Los Angeles, December 4th, 5th, and 6th...
...over 600 muscles in our bodies...
priceless!
Okay, so we didn't stretch all 600, but it felt pretty darn close.
Fasciae is connective tissue. It is like the bag that contains the muscle. The muscle takes the shape of the bag. Fasciae is a mixture of carbs and protein, collagen (a fibrous scleroprotein in bone, cartilage, tendon and other connective tissue) and water. If the fascia is compromised due to dehydration, injury, poor training, the fascia is restricted and cannot move fluidly. When this happens, the fascia gets stuck and anything that the fascia encapsulates - muscle, viscera, joints - has compromised movement. This could mean that the rotator cuff muscles become tight and "freeze" up, that the liver is not elastic enough to detox the body without stress, or that the colon cannot move feces up hill and out of the body.

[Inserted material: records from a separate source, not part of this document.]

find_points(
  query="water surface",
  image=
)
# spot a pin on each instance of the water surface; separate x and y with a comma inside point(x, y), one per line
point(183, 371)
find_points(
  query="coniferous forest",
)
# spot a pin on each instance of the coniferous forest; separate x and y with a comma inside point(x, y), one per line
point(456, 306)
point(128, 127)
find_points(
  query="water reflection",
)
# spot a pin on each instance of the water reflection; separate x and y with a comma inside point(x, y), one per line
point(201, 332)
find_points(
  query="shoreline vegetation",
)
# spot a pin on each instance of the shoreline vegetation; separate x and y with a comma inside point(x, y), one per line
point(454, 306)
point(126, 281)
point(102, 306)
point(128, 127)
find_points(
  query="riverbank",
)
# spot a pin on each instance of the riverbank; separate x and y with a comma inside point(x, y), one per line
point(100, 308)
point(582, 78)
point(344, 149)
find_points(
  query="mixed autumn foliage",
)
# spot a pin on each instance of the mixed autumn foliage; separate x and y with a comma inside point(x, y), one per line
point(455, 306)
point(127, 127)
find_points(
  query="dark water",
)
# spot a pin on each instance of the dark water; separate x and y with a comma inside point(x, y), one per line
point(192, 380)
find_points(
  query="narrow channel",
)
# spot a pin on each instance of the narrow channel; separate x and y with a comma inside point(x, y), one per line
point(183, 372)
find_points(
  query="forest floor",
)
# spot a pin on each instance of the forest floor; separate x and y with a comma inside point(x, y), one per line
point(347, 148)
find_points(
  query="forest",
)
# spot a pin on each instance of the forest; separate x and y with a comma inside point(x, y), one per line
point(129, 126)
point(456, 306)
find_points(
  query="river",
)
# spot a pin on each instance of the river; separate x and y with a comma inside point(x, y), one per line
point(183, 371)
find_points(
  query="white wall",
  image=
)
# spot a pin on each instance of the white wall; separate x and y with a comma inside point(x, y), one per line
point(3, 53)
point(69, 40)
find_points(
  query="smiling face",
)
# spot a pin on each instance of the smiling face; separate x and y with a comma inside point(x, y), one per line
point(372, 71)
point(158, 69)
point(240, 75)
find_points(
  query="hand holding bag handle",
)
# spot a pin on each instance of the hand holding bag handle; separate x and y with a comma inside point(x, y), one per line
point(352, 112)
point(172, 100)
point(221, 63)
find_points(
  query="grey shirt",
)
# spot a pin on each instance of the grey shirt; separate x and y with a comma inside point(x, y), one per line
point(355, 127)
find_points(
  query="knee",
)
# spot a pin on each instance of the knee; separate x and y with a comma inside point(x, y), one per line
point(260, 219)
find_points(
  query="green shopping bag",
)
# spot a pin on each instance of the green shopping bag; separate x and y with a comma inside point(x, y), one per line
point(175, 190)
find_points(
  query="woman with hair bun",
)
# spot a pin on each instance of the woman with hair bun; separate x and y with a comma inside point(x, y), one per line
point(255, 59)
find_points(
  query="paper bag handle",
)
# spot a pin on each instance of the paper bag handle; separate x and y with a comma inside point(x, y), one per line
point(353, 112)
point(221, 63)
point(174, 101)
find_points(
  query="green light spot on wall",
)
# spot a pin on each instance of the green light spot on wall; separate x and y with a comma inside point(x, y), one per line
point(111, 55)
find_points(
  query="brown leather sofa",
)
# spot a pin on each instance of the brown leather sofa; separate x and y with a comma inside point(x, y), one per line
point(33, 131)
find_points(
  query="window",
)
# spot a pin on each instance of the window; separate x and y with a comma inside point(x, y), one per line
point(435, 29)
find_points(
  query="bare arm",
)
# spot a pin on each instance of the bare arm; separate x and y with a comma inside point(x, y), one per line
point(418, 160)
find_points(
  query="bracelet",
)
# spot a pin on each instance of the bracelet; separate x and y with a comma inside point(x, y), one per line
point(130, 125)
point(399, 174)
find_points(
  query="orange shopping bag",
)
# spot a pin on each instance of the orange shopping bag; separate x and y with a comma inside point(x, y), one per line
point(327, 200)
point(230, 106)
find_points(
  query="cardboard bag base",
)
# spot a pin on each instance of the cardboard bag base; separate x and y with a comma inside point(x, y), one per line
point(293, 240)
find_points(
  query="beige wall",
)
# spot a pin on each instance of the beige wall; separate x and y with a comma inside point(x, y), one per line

The goal of Myofascial Stretching is freedom...freedom at the level of articulation. Between all the muscles and ligaments there are sacks of bursa or sponges. The more hydrated the bursa, the fuller the sponge. Myofascial Stretching keeps the bursa plumped up.
Myofascial Stretching is working with a controlled movement. It is not ballistic. One needs to have the muscle on the brain. One of the first rules of this kind of work is stretching in the correct posture for the joint above and the joint below the fascia being worked. One stretches the muscles, the joints, and the fasciae.
The time for stretching each muscle in the body is different. Who can remember the time needed for each of those 600 or so muscles? The quality of muscle is different from person to person, each muscle has different fibers - fast, slow-twitch, horizontal, vertical, mono or polyarticular. When any Myofascial stretch is held for 30 seconds, the muscle loses its defenses
and quality stretching occurs. The stretch is done three times for 30 seconds each time with 15 seconds of relaxation in between.
It is impossible to have MOTILITY ( intrinsic movement of the viscera) without MOBILITY. Movement is alive. The anatomy never changes. What does change is how you train, for what purpose. Myofascial Stretching allows one to stretch a muscular chain within a fascial chain.
My thanks to Guy Voyer, D.O., and the Institute of Applied Somatherapy. The breadth and depth of knowledge presented through this forum is life altering!